Hakan söylediklerime karşı peşimden gelmemişti. Artık, ne Kılıç ailesinden, ne de Tunç ailesinden kimseyi görmek istemiyordum. Gidiyordum ama nereye? Nereye gittiğimi kendim bile bilmiyordum. Çalıştığım paraları biriktirmiştim ama şu an nasıl ev bulabilirdim? Bir yandan ağlayıp bir yandan bunları düşünürken telefonum çaldı ama kim olduğuna bile bakmadım. Bir kere daha çaldı ve bir kere daha... En sonunda telefonu aldım ve kim olduğuna baktım. Ecem arıyordu.

''Ne oldu Ecem? Ne diye arıyorsun?''

"Ezgi, neredesin?"

''Ne yapacaksın? Hakan ve ailesine, gittiğim yeri mi söyleyeceksin? Gelip alırlar beni değil mi?''

''Hayır, hayır... Benim bunları bildiğimi düşünmüyorsun değil mi?'' Acıyan boğazımla bağırmaya başladım.
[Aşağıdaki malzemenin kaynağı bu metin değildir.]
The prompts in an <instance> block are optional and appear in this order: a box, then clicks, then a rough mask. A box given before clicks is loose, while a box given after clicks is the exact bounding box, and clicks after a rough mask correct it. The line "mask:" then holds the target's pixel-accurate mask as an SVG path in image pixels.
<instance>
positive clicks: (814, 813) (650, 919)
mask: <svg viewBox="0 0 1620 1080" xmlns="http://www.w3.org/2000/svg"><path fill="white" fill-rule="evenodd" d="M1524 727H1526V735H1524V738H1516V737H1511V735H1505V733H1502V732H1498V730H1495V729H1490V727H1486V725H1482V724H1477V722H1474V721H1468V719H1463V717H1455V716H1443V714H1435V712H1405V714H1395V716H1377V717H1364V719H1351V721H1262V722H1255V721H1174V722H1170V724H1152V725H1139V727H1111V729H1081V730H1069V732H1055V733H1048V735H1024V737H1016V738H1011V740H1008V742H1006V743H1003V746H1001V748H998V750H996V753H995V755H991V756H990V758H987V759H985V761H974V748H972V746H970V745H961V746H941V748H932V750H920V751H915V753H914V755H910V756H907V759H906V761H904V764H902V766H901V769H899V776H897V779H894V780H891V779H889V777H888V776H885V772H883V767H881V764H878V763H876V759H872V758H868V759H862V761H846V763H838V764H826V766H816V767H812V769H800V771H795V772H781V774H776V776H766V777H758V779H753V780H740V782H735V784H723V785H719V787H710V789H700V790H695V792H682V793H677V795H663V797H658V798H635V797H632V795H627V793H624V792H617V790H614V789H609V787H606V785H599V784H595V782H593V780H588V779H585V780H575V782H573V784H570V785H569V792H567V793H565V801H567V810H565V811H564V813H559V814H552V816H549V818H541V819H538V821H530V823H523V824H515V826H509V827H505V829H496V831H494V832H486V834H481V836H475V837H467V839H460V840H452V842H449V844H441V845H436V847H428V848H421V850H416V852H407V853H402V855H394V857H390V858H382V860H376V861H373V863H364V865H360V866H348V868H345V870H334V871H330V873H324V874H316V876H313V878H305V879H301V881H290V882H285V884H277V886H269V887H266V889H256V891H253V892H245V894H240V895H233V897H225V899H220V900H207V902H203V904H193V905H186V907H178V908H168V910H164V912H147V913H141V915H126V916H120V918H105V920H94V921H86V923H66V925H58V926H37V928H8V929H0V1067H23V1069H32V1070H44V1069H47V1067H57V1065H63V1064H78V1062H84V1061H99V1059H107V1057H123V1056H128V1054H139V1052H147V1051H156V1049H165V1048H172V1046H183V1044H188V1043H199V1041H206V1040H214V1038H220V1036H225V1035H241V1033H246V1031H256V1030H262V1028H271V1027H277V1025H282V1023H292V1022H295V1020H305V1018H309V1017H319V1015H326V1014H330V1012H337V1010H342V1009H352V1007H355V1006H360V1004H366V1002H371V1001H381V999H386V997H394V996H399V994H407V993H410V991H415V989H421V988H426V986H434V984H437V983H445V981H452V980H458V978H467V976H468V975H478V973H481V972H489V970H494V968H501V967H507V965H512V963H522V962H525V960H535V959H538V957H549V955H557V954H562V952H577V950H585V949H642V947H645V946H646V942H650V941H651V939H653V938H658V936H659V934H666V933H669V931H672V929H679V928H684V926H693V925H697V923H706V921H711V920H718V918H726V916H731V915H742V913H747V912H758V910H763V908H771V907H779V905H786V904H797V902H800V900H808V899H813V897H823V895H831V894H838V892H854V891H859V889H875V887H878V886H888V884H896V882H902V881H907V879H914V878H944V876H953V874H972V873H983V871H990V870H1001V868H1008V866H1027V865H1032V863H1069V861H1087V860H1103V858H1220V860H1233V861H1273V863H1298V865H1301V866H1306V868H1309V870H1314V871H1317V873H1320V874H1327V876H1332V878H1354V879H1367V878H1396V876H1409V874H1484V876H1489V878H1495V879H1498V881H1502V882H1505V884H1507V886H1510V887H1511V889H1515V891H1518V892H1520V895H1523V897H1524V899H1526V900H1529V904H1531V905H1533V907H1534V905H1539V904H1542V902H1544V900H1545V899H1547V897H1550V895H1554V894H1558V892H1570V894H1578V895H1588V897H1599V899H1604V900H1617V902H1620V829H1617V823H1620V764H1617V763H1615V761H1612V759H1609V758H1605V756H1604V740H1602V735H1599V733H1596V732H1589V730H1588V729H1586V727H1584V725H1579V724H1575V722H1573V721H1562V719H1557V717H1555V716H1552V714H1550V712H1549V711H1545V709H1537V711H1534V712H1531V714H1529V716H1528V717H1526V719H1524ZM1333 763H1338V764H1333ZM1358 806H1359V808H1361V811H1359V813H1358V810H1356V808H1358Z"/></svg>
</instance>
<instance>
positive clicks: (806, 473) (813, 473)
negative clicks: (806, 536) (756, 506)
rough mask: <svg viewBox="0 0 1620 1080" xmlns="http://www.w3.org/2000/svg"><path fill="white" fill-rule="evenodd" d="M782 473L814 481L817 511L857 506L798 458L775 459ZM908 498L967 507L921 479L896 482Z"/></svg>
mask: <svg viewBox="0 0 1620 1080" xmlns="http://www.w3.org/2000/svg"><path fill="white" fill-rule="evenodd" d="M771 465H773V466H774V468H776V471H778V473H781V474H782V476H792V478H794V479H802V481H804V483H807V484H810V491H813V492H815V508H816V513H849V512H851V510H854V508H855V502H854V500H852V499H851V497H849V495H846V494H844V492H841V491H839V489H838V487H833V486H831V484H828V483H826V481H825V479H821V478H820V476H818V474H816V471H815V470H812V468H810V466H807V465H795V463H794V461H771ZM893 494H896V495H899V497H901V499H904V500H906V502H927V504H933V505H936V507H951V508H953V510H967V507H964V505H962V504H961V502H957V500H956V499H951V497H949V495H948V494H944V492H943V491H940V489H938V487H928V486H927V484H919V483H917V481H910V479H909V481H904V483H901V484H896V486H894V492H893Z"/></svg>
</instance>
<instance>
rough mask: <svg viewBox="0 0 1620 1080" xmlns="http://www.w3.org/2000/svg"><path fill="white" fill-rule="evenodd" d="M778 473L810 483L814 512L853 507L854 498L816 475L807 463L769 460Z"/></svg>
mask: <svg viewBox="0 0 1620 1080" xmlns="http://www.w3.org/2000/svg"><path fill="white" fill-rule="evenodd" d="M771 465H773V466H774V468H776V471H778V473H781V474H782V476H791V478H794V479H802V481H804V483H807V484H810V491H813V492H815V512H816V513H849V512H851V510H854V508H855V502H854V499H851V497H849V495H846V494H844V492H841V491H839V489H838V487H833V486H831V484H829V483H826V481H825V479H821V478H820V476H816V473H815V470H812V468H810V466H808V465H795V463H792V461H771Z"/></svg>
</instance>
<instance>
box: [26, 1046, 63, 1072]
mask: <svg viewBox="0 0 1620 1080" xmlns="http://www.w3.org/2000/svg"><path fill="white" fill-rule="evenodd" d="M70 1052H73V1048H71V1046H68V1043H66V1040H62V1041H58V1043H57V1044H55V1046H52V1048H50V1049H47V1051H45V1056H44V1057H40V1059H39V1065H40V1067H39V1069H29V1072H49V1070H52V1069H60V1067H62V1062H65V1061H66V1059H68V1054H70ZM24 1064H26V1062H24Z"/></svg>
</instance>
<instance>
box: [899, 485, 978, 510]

''Bilmem! Belki de biliyorsundur! Artık hanginizin, neyi bildiğine şaşırıyorum ben çünkü!''

''Ezgi, yemin ederim bilmiyordum. Bilsem sana söylemez miyim? Sinirlisin anlıyorum ama beni yargılama.''

''Şu an, inanmaya o kadar ihtiyacım var ki...''

''İnan, inan bana. Biz Oğuzla birlikte çıktık. Seni de alalım. Bu saatte ne yapacaksın?''

''Bende bilmiyorum.''

''Lütfen ısrar etme. Alalım seni.''

''Peki. Ama kimseye bir şey söylemeyin olur mu?''

''Saçmalama Ezgi. Sen benim kaç yıllık arkadaşımsın. Gidip Hakana mı haber vereceğim?''

''Bekliyorum sizi. Çok uzakta değilim.''

''Ay gördük bile. Bak arabanın ışıklarını yakan biziz. Gel hadi.'' Arkamdan gelen ışığa döndüğümde gözlerim kamaştı. Ecem ve Oğuz gelmişlerdi. Arabayı yanıma yaklaştırdıkları gibi Ecem, arabadan indi. Sımsıkı bir şekilde bana sarıldı. Sarılmak... Birkaç saniyeliğine olsa bile iyi hissettirmişti. Ecem, gözlerimdeki yaşları sildi ve bavulumu alıp bagaja koydu. Bende arka koltuğa bindim. Oğuz, nazik bir şekilde sordu.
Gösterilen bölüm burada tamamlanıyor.